Despite the advantages of laparoscopic surgery over open surgery, laparoscopy has drawbacks of its own for surgeons, says Dr. Pang. Chief among these is that the surgeons must continuously grasp and manipulate the rods whose tips hold the tiny surgical instruments. This often causes considerable strain to wrists, arms, elbows and shoulders.

“With the robot, the ergonomics are much better,” she says. “You’re seated at the console while the robotic arms hold the instruments. You can take your time and concentrate, without having to worry about sore muscles.”

Among the members of the JGH colorectal surgery team are (from left) Raina Odegard, Licenced Practical Nurse; Sonya Brin, Nursing Team Leader and Coordinator of Robotic Surgery; Dr. Carol-Ann Vasilevsky, Chief of the Division of Colorectal Surgery; Dr. Allison Pang, Colorectal Surgeon; and Adrienne Wheeler, Nursing Team Lead for General Surgery.
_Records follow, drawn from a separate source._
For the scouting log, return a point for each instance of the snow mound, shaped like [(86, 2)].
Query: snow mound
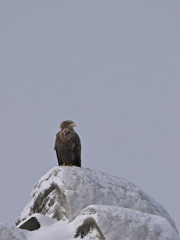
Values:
[(63, 192), (8, 232)]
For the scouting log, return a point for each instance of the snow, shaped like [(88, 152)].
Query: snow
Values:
[(75, 203)]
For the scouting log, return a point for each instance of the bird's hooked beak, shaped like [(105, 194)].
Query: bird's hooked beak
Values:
[(72, 125)]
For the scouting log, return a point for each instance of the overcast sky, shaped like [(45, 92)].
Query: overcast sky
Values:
[(110, 66)]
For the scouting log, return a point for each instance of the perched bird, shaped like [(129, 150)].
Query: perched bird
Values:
[(68, 145)]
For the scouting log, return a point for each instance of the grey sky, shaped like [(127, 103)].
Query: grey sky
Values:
[(110, 66)]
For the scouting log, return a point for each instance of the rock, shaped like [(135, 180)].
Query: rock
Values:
[(8, 232), (93, 205), (31, 224)]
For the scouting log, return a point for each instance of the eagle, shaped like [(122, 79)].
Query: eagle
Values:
[(68, 145)]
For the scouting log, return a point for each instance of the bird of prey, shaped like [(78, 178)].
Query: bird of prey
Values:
[(68, 145)]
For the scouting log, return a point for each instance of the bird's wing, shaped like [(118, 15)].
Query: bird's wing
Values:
[(78, 147)]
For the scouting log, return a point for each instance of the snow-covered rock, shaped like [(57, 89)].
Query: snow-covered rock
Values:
[(75, 203), (8, 232)]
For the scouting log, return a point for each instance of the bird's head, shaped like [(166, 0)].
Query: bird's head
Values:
[(67, 124)]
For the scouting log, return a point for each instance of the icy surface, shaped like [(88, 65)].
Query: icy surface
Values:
[(8, 232), (63, 192), (77, 203)]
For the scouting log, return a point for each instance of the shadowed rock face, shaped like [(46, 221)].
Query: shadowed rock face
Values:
[(31, 224), (64, 192), (88, 228)]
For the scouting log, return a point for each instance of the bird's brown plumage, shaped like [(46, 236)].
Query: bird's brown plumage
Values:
[(68, 145)]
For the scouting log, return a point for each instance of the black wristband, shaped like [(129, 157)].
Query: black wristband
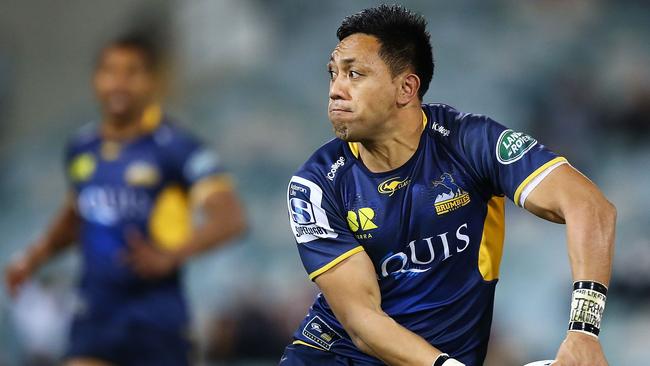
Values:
[(441, 359), (584, 327), (590, 285)]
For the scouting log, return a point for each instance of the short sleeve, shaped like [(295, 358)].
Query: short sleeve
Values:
[(514, 163), (193, 160), (322, 235)]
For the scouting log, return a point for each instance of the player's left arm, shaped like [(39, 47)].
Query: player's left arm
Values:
[(566, 196), (223, 218)]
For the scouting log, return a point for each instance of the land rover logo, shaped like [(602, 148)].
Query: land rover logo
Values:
[(512, 145)]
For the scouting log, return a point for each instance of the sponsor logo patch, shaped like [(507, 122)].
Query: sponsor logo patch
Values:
[(440, 129), (320, 333), (200, 164), (142, 173), (308, 219), (82, 167), (512, 145), (391, 185), (334, 167), (362, 220), (451, 196), (301, 211)]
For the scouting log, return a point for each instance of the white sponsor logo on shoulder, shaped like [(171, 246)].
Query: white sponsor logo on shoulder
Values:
[(440, 129), (334, 167), (307, 217)]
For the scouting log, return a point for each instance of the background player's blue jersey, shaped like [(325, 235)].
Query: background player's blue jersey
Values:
[(433, 228), (140, 185)]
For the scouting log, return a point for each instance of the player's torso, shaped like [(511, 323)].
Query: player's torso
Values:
[(123, 187), (434, 233), (421, 225)]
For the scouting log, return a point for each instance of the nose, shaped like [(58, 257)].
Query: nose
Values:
[(338, 88)]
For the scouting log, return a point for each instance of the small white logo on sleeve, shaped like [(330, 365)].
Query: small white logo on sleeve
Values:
[(334, 167), (201, 163), (440, 129), (308, 219)]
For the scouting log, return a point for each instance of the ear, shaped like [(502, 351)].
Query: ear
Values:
[(408, 89)]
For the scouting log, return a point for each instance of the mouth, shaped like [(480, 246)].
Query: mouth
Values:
[(340, 110)]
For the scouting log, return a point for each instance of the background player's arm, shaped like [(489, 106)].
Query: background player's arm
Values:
[(352, 291), (566, 196), (223, 218), (62, 233)]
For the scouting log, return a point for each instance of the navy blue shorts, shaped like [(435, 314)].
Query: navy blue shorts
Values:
[(299, 355), (127, 343)]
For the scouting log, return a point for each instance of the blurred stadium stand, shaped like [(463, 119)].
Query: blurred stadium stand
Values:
[(249, 76)]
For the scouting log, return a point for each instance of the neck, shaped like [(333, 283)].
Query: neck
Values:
[(397, 145), (121, 128)]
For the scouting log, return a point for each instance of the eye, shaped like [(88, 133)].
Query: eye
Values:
[(331, 73), (354, 74)]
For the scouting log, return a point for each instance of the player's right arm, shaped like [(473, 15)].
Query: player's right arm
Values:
[(352, 291), (61, 234)]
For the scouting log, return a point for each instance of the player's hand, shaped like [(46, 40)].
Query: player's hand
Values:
[(147, 260), (16, 273), (580, 349)]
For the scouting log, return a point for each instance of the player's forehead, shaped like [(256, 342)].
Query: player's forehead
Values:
[(122, 55), (356, 48)]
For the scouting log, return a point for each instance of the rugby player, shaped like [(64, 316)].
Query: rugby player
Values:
[(133, 180), (400, 219)]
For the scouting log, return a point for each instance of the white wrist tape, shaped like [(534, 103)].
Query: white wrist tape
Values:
[(452, 362), (587, 307)]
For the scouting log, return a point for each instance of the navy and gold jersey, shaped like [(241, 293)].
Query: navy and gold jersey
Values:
[(139, 185), (433, 228)]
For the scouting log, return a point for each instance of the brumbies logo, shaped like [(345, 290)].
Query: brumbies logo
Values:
[(320, 333), (389, 186), (451, 198)]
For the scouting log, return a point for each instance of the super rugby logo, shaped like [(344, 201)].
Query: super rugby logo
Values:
[(334, 167), (511, 146), (391, 185), (307, 217), (451, 198), (440, 129)]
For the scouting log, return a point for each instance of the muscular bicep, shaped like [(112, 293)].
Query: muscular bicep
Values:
[(351, 288), (218, 202), (563, 188)]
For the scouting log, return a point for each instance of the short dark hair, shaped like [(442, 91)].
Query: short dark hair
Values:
[(148, 49), (403, 37)]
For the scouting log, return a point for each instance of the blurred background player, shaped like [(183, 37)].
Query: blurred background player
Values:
[(134, 179)]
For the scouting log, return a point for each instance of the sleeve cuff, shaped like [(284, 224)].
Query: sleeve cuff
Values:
[(536, 177), (335, 261)]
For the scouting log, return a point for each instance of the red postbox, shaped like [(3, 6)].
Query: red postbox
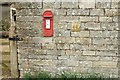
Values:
[(48, 23)]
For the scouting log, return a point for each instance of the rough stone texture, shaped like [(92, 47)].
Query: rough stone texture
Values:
[(88, 19), (105, 19), (97, 12), (93, 49)]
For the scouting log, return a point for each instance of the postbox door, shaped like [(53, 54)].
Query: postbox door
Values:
[(47, 24)]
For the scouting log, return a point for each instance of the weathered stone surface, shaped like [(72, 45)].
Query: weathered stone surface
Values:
[(97, 47), (69, 18), (64, 40), (56, 52), (48, 46), (88, 52), (30, 12), (111, 12), (105, 19), (30, 18), (72, 63), (90, 26), (116, 19), (63, 57), (106, 53), (109, 26), (41, 39), (93, 48), (115, 5), (80, 34), (83, 40), (97, 12), (103, 4), (88, 19), (79, 47), (28, 5), (62, 33), (69, 5), (50, 5), (86, 4), (85, 64), (112, 47), (105, 64), (62, 46), (73, 52), (103, 33), (105, 41), (78, 12), (58, 12)]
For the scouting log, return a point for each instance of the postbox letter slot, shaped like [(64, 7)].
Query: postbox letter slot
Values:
[(47, 24)]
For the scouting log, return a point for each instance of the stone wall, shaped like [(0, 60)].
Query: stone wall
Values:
[(94, 48)]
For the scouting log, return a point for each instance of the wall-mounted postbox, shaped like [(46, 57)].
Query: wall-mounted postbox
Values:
[(48, 23)]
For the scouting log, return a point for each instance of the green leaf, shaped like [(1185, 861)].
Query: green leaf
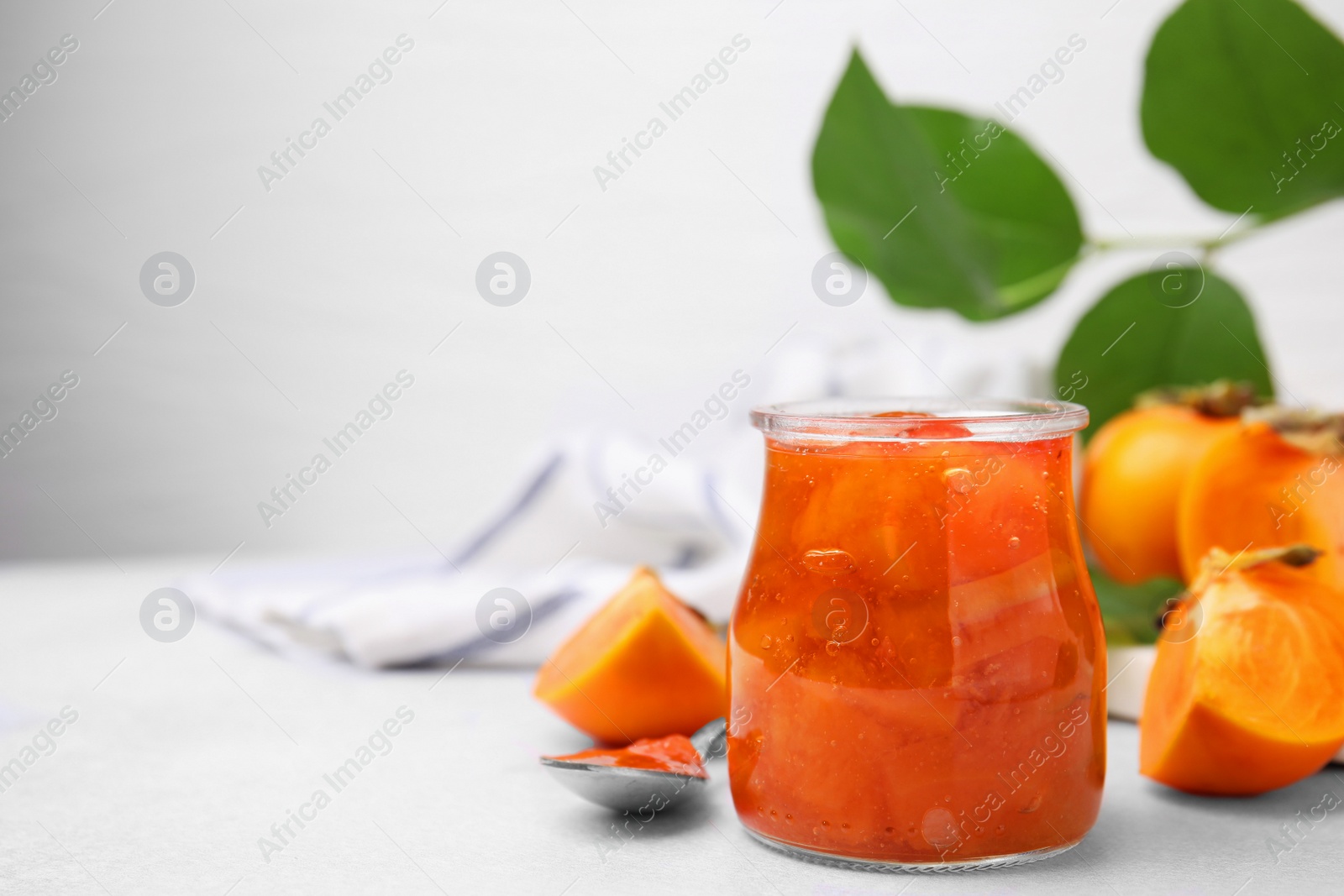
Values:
[(1131, 611), (1245, 98), (947, 210), (1169, 327)]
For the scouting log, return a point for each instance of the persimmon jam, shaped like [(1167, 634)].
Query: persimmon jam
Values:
[(674, 754), (916, 658)]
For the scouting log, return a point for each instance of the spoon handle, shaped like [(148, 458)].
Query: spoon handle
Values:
[(711, 741)]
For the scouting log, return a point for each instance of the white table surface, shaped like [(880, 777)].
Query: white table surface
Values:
[(186, 754)]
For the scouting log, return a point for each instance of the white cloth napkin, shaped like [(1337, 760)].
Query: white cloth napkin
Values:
[(551, 544)]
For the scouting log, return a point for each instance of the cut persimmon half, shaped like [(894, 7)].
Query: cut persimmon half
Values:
[(645, 665), (1247, 694)]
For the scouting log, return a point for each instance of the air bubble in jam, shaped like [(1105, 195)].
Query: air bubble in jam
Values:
[(830, 562), (958, 479)]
Among the members of the JGH colorectal surgery team are (from left) Raina Odegard, Licenced Practical Nurse; Sonya Brin, Nursing Team Leader and Coordinator of Robotic Surgery; Dr. Carol-Ann Vasilevsky, Chief of the Division of Colorectal Surgery; Dr. Allison Pang, Colorectal Surgeon; and Adrienne Wheeler, Nursing Team Lead for General Surgery.

Key support in the launch of robotic colorectal surgery was provided by grateful patients, whose donations enabled the JGH to purchase a special tilting operating table, Dr. Vasilevsky says.

In many types of robotic surgery, the table remains in a fixed position, because the focus is on a single organ, she explains. However, in colorectal surgery, work is often performed in several winding, hard-to-reach areas, such as the seven metres of small bowel.

Normally, the robot would have to be repositioned (known as redocking) for each change in location. However, since the new table can tilt and swivel at various angles, there is no longer any need to redock, thereby reducing the length of the surgery.

Dr. Vasilevsky adds that such a successful launch would not have been possible without the tightly coordinated preparation by staff. In fact, she notes, a proctor from the United States who inspected the robot before it went into service said she had never previously seen a comparable degree of collaboration among members of staff.

“In addition to all of the robot’s advantages, the arrival this type of surgery means we’re keeping pace with advances in technology,” says Dr. Vasilevsky. “By expanding the use of robotics in our hospital, we’re helping to open the door even wider in performing more types of surgeries more effectively and with greater accuracy.”